Artiste multi-platine et nominé aux Grammy Awards, Adkins est sans surprise le plus fort lorsqu’il chante et joue de la guitare. Mais les drames familiaux sont presque toujours plus convaincants lorsqu’il y a un parent qui est le ciment qui les maintient tous ensemble – et Adkins n’est pas l’homme idéal pour ce travail. Il partage au mieux une chimie inégale avec Sarandon, ce qui rend difficile de croire que leurs personnages sont mariés depuis plus de 40 ans. Il n’est pas tout à fait clair si l’incapacité ou l’hésitation d’Albie à exprimer de l’affection pour ses enfants découle de sa propre disposition, ou du fait qu’Adkins est simplement hors de sa profondeur en tant qu’acteur.

Contrairement à d’autres drames familiaux diffusés aux heures de grande écoute sur One Percent, la richesse et les privilèges de la famille romaine ne se reflètent pas nécessairement dans les voitures qu’ils conduisent ou les vêtements qu’ils portent. Cela se voit davantage dans la façon dont ils se sentent isolés du reste du monde. Lorsque Catt Phoenix (Martha Higareda) – qui a une vendetta contre la famille – arrive à Austin, elle est déterminée à aider sa fille adolescente, Ana (Emma Milani), à signer avec Monarch. Mais ils évitent largement de parler du fossé socio-économique qui existe entre eux et les Romains, même quand Ana attire l’attention du fils adoptif de Nicky, Ace (Iñigo Pascual).

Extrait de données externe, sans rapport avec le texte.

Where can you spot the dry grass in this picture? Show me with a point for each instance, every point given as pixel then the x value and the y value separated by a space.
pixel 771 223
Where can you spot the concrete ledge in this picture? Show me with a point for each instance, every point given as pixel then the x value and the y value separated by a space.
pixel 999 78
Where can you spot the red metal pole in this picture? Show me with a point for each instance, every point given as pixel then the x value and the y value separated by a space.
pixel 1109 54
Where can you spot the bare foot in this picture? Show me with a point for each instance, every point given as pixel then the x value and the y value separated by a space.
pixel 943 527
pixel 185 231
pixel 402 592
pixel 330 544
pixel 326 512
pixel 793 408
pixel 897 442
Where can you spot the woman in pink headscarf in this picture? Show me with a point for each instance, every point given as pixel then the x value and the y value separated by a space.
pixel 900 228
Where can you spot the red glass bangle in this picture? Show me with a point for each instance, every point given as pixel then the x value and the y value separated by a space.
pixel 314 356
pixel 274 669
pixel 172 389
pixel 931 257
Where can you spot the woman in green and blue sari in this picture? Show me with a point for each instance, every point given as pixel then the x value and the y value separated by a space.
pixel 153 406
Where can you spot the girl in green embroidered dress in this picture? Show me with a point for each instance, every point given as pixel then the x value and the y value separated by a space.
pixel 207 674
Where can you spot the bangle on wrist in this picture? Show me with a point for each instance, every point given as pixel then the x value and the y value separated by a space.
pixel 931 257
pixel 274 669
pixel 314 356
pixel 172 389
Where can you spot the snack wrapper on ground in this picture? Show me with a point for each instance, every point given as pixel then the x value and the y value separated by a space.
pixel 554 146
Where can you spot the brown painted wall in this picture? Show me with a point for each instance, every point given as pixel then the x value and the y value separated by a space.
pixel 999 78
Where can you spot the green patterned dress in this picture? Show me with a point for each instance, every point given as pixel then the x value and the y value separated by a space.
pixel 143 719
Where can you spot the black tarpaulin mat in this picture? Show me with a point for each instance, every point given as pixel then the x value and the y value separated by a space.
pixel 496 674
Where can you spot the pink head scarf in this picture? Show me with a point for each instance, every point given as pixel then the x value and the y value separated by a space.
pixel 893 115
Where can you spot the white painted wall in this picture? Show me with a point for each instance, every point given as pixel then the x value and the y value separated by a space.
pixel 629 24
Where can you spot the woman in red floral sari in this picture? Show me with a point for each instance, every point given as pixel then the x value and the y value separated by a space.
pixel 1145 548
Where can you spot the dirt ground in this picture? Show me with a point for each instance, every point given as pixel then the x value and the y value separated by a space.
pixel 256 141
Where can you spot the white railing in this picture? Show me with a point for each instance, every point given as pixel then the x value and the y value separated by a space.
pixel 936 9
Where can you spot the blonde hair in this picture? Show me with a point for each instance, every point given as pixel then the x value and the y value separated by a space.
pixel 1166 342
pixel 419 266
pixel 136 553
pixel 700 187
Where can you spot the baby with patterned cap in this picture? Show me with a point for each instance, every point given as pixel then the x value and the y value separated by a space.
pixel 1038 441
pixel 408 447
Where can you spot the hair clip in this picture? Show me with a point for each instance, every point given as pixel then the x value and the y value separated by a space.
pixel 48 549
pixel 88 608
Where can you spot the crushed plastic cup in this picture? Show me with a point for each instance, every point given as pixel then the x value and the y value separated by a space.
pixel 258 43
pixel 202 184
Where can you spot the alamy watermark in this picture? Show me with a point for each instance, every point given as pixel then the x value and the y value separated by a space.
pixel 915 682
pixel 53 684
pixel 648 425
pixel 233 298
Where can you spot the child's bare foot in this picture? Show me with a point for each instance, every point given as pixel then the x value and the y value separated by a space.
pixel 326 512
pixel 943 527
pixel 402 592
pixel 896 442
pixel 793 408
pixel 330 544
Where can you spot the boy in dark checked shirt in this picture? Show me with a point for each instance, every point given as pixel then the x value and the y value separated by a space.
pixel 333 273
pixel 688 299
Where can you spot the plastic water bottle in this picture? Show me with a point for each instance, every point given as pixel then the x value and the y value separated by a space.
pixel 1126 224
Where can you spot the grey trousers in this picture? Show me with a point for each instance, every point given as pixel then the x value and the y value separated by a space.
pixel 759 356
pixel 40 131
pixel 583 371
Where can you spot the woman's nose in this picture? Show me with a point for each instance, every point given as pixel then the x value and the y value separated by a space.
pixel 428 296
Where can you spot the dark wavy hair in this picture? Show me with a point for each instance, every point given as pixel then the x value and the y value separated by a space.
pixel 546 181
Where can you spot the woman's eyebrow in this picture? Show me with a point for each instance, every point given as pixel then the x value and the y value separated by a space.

En réalité, Monarque évite toute mention de la race ou de la politique du Texas, ce qui donne l’impression que la série essaie de plaire aux deux côtés de l’allée. Mais ce faisant, les personnages issus de communautés marginalisées ne se sentent pas complètement formés. Prenez l’épouse de Gigi qui gère la musique, Kayla (Meagan Holder), par exemple, qui est réduite à une simple épouse avec un secret préjudiciable dans l’eps que nous avons vu. Ces personnages se sentent presque comme une vitrine pour Monarque sembler plus progressif sans appuyer sur de vrais boutons, faisant de ce drame musical, du moins jusqu’à présent, plus une merveille à succès qu’une véritable superstar en devenir.